Между тем начался, несмотря ни на что, подъем. Громан, главный экономист страны, писал, что «1922–23-й год явился первым нормальным годом экономической жизни после пяти ненормальных лет»[27]. Структура цен все еще была в плачевном состоянии, но улучшение ситуации было уже заметно и произошло оно исключительно благодаря товарным отношениям и крестьянской собственности. Закон о земле, принятый в октябре 1922 года, объявлял землю всенародной собственностью, но гарантировал право вечного владения ею тому, кто ее возделывает.

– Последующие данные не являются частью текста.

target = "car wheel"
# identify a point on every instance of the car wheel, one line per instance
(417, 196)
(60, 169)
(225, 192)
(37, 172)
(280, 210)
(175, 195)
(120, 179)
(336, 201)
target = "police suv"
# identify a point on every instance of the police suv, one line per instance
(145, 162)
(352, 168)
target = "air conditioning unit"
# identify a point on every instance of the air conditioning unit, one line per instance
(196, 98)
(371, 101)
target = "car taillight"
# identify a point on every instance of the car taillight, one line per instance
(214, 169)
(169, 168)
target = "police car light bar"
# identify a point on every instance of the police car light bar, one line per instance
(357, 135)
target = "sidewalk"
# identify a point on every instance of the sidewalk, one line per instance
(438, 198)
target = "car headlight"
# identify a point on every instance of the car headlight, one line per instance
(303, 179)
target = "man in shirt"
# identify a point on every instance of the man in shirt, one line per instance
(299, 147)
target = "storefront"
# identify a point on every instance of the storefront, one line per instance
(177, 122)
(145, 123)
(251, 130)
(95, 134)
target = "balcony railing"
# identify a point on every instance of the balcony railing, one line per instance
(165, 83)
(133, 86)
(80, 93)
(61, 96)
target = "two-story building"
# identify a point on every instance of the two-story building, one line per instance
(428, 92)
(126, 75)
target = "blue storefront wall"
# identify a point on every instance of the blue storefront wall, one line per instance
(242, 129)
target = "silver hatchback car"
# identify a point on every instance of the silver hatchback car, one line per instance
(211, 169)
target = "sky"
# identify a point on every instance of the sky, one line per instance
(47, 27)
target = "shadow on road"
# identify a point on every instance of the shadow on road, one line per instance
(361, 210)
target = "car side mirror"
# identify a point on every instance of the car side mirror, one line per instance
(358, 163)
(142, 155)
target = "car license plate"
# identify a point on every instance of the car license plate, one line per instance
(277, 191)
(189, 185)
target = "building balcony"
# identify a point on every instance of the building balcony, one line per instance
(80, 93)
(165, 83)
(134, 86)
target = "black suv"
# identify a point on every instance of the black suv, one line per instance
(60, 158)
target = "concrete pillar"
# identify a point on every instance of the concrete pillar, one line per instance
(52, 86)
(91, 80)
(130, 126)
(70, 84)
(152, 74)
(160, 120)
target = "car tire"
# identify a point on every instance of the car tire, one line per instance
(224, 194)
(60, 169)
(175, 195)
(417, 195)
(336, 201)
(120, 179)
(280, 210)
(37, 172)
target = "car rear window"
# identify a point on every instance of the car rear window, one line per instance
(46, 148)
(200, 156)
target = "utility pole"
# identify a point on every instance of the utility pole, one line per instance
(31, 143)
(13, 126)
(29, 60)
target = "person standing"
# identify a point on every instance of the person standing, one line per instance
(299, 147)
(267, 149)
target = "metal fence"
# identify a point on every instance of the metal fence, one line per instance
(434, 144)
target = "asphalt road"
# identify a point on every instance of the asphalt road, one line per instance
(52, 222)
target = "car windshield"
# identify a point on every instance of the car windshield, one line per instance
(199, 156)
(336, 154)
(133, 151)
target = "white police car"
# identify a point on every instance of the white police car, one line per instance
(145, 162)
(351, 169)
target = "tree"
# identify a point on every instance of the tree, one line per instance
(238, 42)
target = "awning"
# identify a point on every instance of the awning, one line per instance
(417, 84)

В законе были даже столыпинские идеи объединения крестьянских полос; в некоторых районах начали вновь возникать индивидуальные хозяйства. Узаконивались три формы владения: кооперативная (которая в 1920 году объединила один-два процента земельной собственности); частная собственность, включавшая индивидуальные хозяйства столыпинского типа; и общественная, в традиционном общинном понимании этого термина. В начале 1925 года были сняты ограничения с использования наемного труда. В результате принятия таких мер произошел резкий экономический подъем. Уже в 1925–1926 гг. валовый сельскохозяйственный продукт достиг довоенного уровня[28]. Производство зерна увеличилось с 57,7 миллиона тонн в год в 1922–1925-х до 73,5 миллиона тонн в 1926–1929 гг.[29], хотя так и не достигло довоенного уровня, особенно на Украине и Северном Кавказе.
Это оздоровление, как отмечает генерал Григоренко, работавший в то время на отцовском участке, было результатом труда «людей разоренной деревни. Сельское хозяйство почти не имело тягла. Пахали на коровах и сами впрягались в плуги»[30].
Как и предвидел Ленин, успех частного сектора в сельском хозяйстве означал процветание самых трудолюбивых крестьян, и тогда «кулацкое пугало» вновь замаячило перед глазами бдительной партии.
Даже среди советских писателей, занимавшихся этой темой, нет полного единства по вопросу о том, кто они были, эти «новые кулаки». Одни считают, что просто это старые кулаки, притаившиеся до поры до времени и вновь появившиеся на сцене. Другие думают, что это новая прослойка из бывших середняков и бедняков, благосостояние которых повысилось после революции. Несомненно, в обеих точках зрения имеются элементы правды, и, кроме того, не везде и не все происходило одинаково. Как позднее выяснилось, многие из разбогатевших крестьян находились в период гражданской войны за пределами своей деревни, в Красной армии или в партизанах. Это оказались люди, довольно часто проявлявшие исключительную инициативу, которые столкнулись «на стороне» с иной жизнью и иными идеями. Oбpaтная сторона этой медали заключалась в том, что бывшие солдаты, доказавшие в бою свою преданность советской власти могли, конечно, оказывать давление на местное начальство и добиваться для себя наилучших условий при выплате ими налогов. Пока что против них не принималось никаких строгих мер. В те годы (конечно, по сравнению с предыдущими и последующими) террор был едва заметен, оставаясь, по советским меркам, на самом низком уровне. Крестьяне-мятежники даже были амнистированы. Типичной сценой явился выход из подполья в ответ на объявленную амнистию 126 крестьян-партизан в марте 1922 года в городе Лохвица на Украине. Лично присутствовал при этом председатель ВУЦИКа Петровский. (Все амнистированные погибли через семь лет во время новой волны террора.)[31]
Понимание того, что мирный период недолговечен, ширилось, однако, в партийных кругах и среди лиц, ответственных за охрану порядка. По словам одного московского наблюдателя, партия, особенно в низах, инстинктивно, подсознательно относилась к НЭПу с враждебностью[32]. Партийные активисты в деревнях, которые хорошо понимали четкие инструкции 1918–1921 гг., теперь недоумевали и не могли согласиться с перемирием с середняком и тем более кулаком. Действовали они часто соответствующим образом. Еще в 1924 году известный коммунист М. М. Хатаевич говорил, что у простых крестьян, да и у членов партии тоже, сложилось мнение, будто достаточно быть членом партийной ячейки, чтобы проводить реквизиции, или аресты, или конфискацию чего угодно без разрешения соответствующей инстанции. Он добавил, что трудно было определять, где кончалась партийная ячейка и где начинался трибунал, или милиция, или земельная комиссия[33].
Что касается крестьян, то их «отношение к советской власти никогда не было особо восторженным, если не считать некоторых бедняков, да и у тех восторг наличествовал далеко не всегда»[34]. Другие мужицкие слои воспользовались сложившейся ситуацией: в Сибири в 1925–1926 гг. кулаки создать собственную партию «Крестьянский союз» и для этого под петицией подписи нескольких тысяч человек.[35]